Chronic obstructive pulmonary disease (COPD), a global public health problem, is characterized by progressive difficulty in breathing, with increased mucin production, especially in the small airways. Acrolein, a constituent of cigarette smoke and an endogenous mediator of oxidative stress, increases airway mucin 5, subtypes A and C (MUC5AC) production; however, the mechanism remains unclear. In this study, increased mMUC5AC transcripts and protein were associated with increased lung matrix metalloproteinase 9 (mMMP9) transcripts, protein, and activity in acrolein-exposed mice. Increased mMUC5AC transcripts and mucin protein were diminished in gene-targeted Mmp9 mice [Mmp9^(-/-)] or in mice treated with an epidermal growth factor receptor (EGFR) inhibitor, erlotinib. Acrolein also decreased mTissue inhibitor of metalloproteinase protein 3 (an MMP9 inhibitor) transcript levels. In a cell-free system, acrolein increased pro-hMMP9 cleavage and activity in concentrations (100–300 nM) found in sputum from subjects with COPD. Acrolein increased hMMP9 transcripts in human airway cells, which was inhibited by an MMP inhibitor, EGFR-neutralizing antibody, or a mitogen-activated protein kinase (MAPK) 3/2 inhibitor. Together these findings indicate that acrolein can initiate cleavage of pro-hMMP9 and EGFR/MAPK signaling that leads to additional MMP9 formation. Augmentation of hMMP9 activity, in turn, could contribute to persistent excessive mucin production.

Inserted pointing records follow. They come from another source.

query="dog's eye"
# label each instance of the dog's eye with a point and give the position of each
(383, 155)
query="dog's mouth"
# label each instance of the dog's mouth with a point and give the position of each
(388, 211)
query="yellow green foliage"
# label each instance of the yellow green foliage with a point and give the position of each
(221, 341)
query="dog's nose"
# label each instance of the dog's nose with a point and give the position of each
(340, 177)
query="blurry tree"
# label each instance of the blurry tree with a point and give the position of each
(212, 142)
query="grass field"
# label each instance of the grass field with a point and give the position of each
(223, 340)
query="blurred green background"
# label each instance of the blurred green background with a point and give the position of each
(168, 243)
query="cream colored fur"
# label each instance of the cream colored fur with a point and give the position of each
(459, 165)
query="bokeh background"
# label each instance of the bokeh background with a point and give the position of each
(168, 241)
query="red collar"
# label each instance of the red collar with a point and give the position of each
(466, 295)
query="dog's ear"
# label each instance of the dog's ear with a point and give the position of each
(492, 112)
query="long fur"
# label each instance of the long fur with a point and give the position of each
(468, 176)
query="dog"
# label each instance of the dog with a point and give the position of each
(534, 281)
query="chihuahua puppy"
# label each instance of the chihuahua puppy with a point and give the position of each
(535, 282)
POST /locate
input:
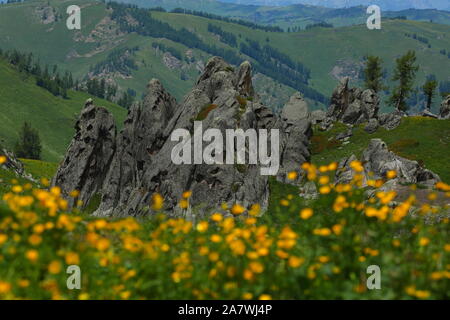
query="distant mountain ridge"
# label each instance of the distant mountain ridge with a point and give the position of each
(295, 16)
(384, 4)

Key Words: mucus • COPD • matrix metalloproteinase • cigarette smoke • oxidative stress

CLINICAL RELEVANCE Acrolein is a cigarette smoke component and endogenous oxidative stress product. At concentrations in chronic obstructive pulmonary disease sputum, acrolein activates matrix metalloproteinase 9 (MMP9) directly and activates epidermal growth factor receptor signaling, leading to MMP9 and MUC5AC accumulation, features of persistent mucus production.